Wednesday, May 14, 2008

Dinosaurs and Hair Follicles

"Were you bald when you were a little boy, Daddy?" my little boy asked with earnest eyebrows.

I smiled. "Nope. Not until I was a man."

The two-year-old piped up. "You alweady bald, Daddy. Dat how Jesus made you."

I couldn't help but laugh. That was yesterday afternoon. This evening my five-year-old resumed the conversation.

"Daddy, were the dinosaurs extinct when you were a little boy? Or were they still alive?"

"Were the dinosaurs extinct? Well.... What do you think, Nathan?"

"Mmmm. I think... I think they were still alive when you were a little boy."

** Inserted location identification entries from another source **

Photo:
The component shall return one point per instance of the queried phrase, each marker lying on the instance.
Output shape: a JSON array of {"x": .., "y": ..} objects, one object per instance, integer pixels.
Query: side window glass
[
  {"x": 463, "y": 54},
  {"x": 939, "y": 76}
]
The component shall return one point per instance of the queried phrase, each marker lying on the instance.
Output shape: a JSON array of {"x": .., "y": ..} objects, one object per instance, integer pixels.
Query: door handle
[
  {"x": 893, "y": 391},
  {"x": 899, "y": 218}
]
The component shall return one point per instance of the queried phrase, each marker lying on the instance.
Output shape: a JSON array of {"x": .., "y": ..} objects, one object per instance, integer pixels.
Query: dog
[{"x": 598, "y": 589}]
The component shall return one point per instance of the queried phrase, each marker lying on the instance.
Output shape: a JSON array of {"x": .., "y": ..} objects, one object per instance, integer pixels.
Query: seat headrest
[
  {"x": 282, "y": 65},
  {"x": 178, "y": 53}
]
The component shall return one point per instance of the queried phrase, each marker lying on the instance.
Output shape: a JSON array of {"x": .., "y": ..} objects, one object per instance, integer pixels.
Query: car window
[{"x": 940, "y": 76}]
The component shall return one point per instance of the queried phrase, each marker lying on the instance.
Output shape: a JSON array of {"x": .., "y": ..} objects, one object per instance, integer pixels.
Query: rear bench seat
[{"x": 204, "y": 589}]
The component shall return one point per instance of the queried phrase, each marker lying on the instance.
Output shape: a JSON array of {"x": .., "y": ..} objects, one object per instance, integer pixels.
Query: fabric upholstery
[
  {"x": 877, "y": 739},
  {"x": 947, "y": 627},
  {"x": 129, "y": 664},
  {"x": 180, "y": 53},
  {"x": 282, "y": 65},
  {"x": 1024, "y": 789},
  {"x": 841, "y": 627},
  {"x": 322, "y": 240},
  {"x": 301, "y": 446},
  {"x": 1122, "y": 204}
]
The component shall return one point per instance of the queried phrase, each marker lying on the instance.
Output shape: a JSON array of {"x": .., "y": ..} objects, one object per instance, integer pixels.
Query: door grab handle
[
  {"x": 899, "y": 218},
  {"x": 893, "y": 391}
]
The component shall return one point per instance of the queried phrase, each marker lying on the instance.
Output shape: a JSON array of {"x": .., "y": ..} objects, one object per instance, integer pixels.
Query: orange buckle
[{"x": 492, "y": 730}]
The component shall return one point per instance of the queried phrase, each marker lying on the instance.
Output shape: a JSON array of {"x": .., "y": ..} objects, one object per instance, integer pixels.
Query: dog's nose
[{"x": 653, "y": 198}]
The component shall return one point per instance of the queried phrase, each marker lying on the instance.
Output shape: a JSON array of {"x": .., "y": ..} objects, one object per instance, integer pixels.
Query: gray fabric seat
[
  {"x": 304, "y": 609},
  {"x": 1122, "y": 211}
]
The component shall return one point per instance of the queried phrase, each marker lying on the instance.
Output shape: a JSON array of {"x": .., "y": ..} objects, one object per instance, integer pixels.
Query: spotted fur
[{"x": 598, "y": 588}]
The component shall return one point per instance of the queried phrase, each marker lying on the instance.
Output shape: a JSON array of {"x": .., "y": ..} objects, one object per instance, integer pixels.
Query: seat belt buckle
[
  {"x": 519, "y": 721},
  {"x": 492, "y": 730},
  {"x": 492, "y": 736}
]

Maybe that explains how I could have become so prematurely bald. Just like Jesus made me.

Friday, May 2, 2008

Bad guys

Jen's sitting on the couch with remote in hand as I write, fast-forwarding past certain scenes in The Empire Strikes Back. A running flow of commentary emanates from Nathan and Susanna, lying on their bellies in front of the tube.

From the set I hear Han Solo shout, "I'll see you in hell!"

"Oooh," says Susanna. "That's a mean thing! He should not say that. That's where Satan lives, so that's mean."

Nathan: "Why does he live there? Is he a bad guy?"

Susanna: "Uh-huh."

Nathan: "Does he do bad things to people?"

Susanna: "Yup."

Movie critic theologians. Where do they get that from?

Thursday, May 1, 2008

Alter Egos

"I'm oozing mine 'magination!" declared Michael to his mom the other day. A month away from turning 3, he's begun taking on other identities, remaining in character for 5 minutes or even an hour at a time.

"I'm Dr. Seuss!" I kept hearing around the house this evening. Finally I saw Michael, playing with Kennedy and Carter, friends who were visiting. Evidently all three were Dr. Seuss.

Then I smiled as it dawned on me: they were each wearing a toy stethoscope, bright yellow tubing with bright red and blue pieces hanging around their necks.

The 4-year-old also heard, and quickly took corrective steps: "Dr. Seuss isn't a doctor!" We all love to correct misguided poor saps.

"I'm Doctow Seuss!" insisted the 2-year-old.

"But he's not a doctor!" argued his brother.

"He's not?" I asked, surprised Nathen had picked up this subtlety.

"No, he's not a real doctor. He's just a man who writes books."

"You're right!" I affirmed him.

But Michael had the final word. "I'm Doctow Seuss."